I find the most annoying aspects of materials engineering are coatings and plastics. They both never work like you think they will and you end up throwing a ton of shit out because the coating or plastic failed. And you need specialized engineers to do anything with them on a large scale cheaply (like going to injection molding is ass rape, or finding a trustworthy reliable metal coating shop.. and you need to train people how to inspect paint jobs). Ha ha, then you have coated plastics.
There are some high end engineering plastics that are a joy, like teflon, epoxy reinforced carbon fiber and the hard glass reinforced nylons that are made thick. These work decent so long you use the high end suppliers$$ and manage your supply chains well, don't use crappy old epoxy, and don't realistically think they will work right for any kind of gear system, plastic gear systems are a freaking joke for anything but the most infrequent operations. Sorry modern power drills, you should not be run for any decently long periods of time

Heat freaking destroys the properties of plastic, even nice expensive ones.
Have you ever found your chrome plated plastic toilet paper roll holder to actually have a useful life time? Or zinc plated cheap shower stuff?
I think the majorly bad part of plastic hate comes from the fact, that when you present a man with the option to make a mold, and encourage that he optimizes the shit out of every complicated stress point like variable angle curves (infact hold a gun to his head to encourage this), you will get shit that is weak. Even with complicated CNC machining, if you make something out of a billet you don't actually save that much making the surfaces super thin because you need to remelt the scrap anyway and you get low prices for that compared to a inspected billet. Plastics are usually fed in an auger so you get the feeling that you are saving money by using less right off the bat. Molded metal/die cast is like this too, but for some reason it just ends up working better, maybe because the stresses are more normal and there are no liquids. I found usually the only reason a manufacturer wants to migrate to plastic shells over metal ones is because he has a promise of volume discount and alot of slick sales people telling him how great plastics are despite all their deficiencies.
You might not actually save money if you wanna do plastics right. Would you go to 22 gauge aluminum for your chassis? That's what plastics people end up doing. They need to be thick. Then you can benefit from the dielectric effect and complicated geometry, but not necessarily cost.
I end up finding things inside of chassis like plastic brackets that have similar dimensions to the steel ones used before. Maybe it works out on paper, and maybe they have thick steel ones because it was available, then it turns out that aspect was not engineered right and it turned out that the super-too-strong-steel-chosen-by-market-forces-that-we-are-wasting-money-on was actually a design requirement that happened to solve a design flaw.

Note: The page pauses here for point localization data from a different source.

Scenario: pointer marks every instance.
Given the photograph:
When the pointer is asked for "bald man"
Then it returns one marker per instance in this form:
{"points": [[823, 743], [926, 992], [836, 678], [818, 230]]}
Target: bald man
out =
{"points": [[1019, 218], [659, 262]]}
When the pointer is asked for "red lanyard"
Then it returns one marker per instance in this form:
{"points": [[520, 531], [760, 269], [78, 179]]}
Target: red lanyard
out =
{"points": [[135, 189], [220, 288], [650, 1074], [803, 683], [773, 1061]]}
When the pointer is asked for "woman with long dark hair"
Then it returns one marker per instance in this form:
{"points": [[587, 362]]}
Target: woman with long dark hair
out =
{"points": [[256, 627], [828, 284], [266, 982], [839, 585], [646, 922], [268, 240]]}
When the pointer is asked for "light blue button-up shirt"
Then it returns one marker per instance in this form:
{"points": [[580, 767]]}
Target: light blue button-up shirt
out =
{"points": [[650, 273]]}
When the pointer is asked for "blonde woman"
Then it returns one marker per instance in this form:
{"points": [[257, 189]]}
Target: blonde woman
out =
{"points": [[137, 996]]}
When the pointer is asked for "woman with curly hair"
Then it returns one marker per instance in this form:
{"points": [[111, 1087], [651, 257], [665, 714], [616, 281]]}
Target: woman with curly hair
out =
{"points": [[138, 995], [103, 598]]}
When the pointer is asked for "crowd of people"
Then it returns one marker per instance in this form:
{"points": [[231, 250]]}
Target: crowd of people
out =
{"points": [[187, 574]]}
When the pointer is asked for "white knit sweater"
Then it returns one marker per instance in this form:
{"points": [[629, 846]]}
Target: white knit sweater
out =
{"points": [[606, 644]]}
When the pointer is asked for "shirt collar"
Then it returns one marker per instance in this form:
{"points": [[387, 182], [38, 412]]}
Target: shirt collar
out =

And plastic/dielectrics make people totally ignore EMI and shielding. They think they can get away with paint!
Like screw driver handles, that's a great use of plastic. I actually don't want metal on a screw driver handle, unless its a complicated ratcheting screw driver... but if they want to use a 1 inch thick plastic rod to make a screw driver handle that does not get super cold in the winter and generally prevents me from getting zapped, I will take that with a smile.
And since we are looking at health effects, look at all the microbeads/plastic microfragments found in water and everywhere else. Bottled water is not safe if you are worried about them.
Nothing gives me quite that 'mother fucker please' feeling as a plastics failure. You know you will be there with a soldering iron jamming metal reinforcements and buying expensive glues with low shelf life to make a decent repair (like the high end black plastic welding epoxy from a autozone lasts about 1 year and you will use it only once). It's also one of the most vile smelling consumer compounds I have come across. Jesus fucking chirst can you make it smell any worse without using sewer gases and federally listed poisons?
https://science.slashdot.org/story/18/08/20/2232252/tiny-plastic-is-everywhere (about microbead contamination)
I think we would mostly be happier with high end ceramics though

but their fragments might pose the same issues. But seriously who would take a fucking PDIP over a CERDIP if given the choice??
I doubt you can beat plastics in terms of human body interface though, for grips, medical equipment, etc.. it just has the organic properties you need to mate with the skin.. so its a good thing for our longevity that we research plastics heavily I think. I do like rubberized grips on tools.